Written by the legendary Hayao Miyazaki (“Spirited Away”) and directed by Goro Miyazaki, “Poppy Hill” marks the first collaboration between father and son after they had a brief falling out when Goro decided to helm “Earthsea” and Hayao didn’t believe he was ready. However, the elder master had no objections to his son directing a more grounded and cross-generational story of Japan in transition as it prepares for the 1964 Tokyo Olympics.

While less fantastical than the typical Miyazaki movie, “Poppy Hill” is no less elegiac about honoring beauty, friendship, and tradition. The quaint Yokohama seaside town circa 1963 is the backdrop of a high school couple’s budding romance. The misty harbor, sun-drenched gardens, friendly shops and markets stand in glorious contrast to the changing times around them: hellish traffic, unstoppable industrialization, and ugly pollution. Thus, it’s as much about Japan’s loss of innocence as theirs.

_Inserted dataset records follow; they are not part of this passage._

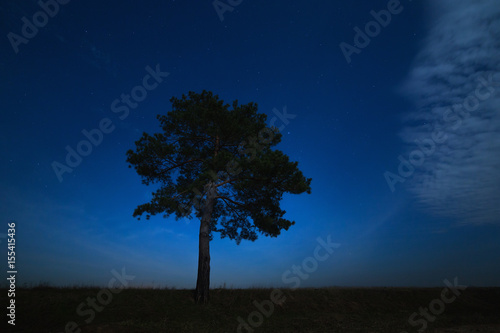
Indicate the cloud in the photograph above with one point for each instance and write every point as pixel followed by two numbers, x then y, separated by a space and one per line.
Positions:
pixel 455 84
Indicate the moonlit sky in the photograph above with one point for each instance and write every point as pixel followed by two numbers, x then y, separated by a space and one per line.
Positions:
pixel 349 123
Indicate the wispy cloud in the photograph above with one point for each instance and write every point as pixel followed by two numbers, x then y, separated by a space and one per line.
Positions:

As Hayao notes in his treatment, “People had no money but they had hope.” The movie takes place on top of a hill where development has not yet encroached. Umi, an 11th grader, runs a boarding house in a grand old mansion and continues to hoist signal flags everyday in honor of her late father, who died at sea. She meets Shun, the editor of the school paper, and they immediately become kindred spirits. Together they attempt to save a dilapidated Meiji-era clubhouse from demolition. At the same time, they try to solve a bizarre mystery surrounding their births– that threatens their romance.

In true Miyazaki fashion, the inner and outer worlds are in conflict, but there’s nothing fantastical here — “Poppy Hill” evokes an actual time and place like no other Ghibli movie. And when Umi and Shun rush down the hill on his bike, it’s as thrilling as any of his famous flying scenes.

But even though “Poppy Hill” is more dramatically straightforward than other Miyazaki movies, its use of animation is no less detailed, and the period pop music (particularly “Sukiyaki”) provides an upbeat mood. The clubhouse, for example, is so richly textured and crammed with mounds of debris, and, yet, when cleaned up it stands as a metaphor for everything worth preserving here.

Once again, thanks to the Miyazakis and the dedicated Ghibli animators, we’re reminded of the graphic power and painterly beauty of hand-drawn animation in “Poppy Hill.” There’s nothing quite like it in depicting period and atmosphere so impressionistically and palpably.

Oscar-winning sound designer Gary Rydstrom directed the English language version from a script adaptation by Karey Kirkpatrick. Frank Marshall and Kathleen Kennedy executive produced. Voice talent includes Sarah Bolger (Umi) and Anton Yelchin (Shun), Gillian Anderson, Beau Bridges, Jamie Lee Curtis, Bruce Dern, Christina Hendricks, Ron Howard, Chris Noth, and Aubrey Plaza.